— Это тот самый чай, — сказал Чеу-Пе-и, — который Августейшая Высота 13 принудила меня принять при моем отъезде из Пекина.
Это была прозрачная вода, едва окрашенная в зеленоватый цвет, в которой плавали маленькие листочки, узенькие и продолговатые. От нее поднимался аромат, сильный и свежий, как от распустившегося цветка.
Чеу-Пе-и выпил.
— Императорский чай, — сказал он, — должен быть заварен в воде горного источника, вскипяченной на открытом огне. Надлежит пользоваться чайником, подобным чайникам простых землепашцев, дабы подражать древним императорам, которые заваривали этот чай еще в те дни, когда не было известно искусство эмали.

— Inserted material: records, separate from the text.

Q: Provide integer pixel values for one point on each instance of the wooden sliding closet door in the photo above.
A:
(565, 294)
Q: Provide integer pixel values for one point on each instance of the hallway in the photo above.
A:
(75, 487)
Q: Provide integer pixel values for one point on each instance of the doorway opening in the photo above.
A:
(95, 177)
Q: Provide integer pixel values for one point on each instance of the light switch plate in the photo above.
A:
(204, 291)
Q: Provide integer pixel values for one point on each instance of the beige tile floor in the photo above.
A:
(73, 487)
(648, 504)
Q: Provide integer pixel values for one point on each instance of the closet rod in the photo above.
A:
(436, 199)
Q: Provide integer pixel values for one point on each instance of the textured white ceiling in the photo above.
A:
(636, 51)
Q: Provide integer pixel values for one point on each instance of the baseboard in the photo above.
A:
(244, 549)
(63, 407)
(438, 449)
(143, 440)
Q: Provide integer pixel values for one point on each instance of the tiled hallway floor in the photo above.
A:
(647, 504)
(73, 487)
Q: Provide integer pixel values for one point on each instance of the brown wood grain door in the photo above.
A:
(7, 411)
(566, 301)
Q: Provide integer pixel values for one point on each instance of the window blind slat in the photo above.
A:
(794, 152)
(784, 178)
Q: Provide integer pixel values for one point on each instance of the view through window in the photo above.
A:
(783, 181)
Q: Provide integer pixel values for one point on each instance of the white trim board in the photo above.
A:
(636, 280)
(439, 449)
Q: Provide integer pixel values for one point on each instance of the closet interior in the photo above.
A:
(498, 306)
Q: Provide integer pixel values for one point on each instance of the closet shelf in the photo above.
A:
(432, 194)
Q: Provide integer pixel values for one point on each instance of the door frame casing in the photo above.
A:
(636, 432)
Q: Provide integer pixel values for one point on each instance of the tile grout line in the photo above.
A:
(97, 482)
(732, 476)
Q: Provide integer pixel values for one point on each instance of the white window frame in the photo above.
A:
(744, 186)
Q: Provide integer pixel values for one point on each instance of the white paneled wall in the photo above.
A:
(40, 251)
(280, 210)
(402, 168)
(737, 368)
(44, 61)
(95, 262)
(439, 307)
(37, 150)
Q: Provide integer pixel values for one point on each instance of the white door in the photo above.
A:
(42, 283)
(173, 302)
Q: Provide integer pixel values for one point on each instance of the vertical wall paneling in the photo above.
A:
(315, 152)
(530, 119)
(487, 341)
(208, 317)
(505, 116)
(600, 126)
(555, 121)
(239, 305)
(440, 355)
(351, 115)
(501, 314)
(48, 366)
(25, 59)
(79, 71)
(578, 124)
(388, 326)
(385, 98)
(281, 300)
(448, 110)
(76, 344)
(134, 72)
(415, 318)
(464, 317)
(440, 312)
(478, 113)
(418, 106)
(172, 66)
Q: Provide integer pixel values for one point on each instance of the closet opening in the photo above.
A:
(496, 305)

Он закрыл глаза. И его желтое пергаментное лицо казалось теперь совсем бесстрастным, равнодушным и почти уснувшим.
Но мальчик, стоявший возле него на коленях, повинуясь едва заметному жесту, заменил черепаховую трубку трубкой чеканного серебра.
Курильня медленно наполнялась ароматным дымом. Все теряло ясность очертаний, и смягчились блеск и краски материй на стенах и на полу. Одни только девять фонарей струили с потолка все тот же свет, потому что пары опиума тяжелы и стелятся по земле, не подымаясь кверху.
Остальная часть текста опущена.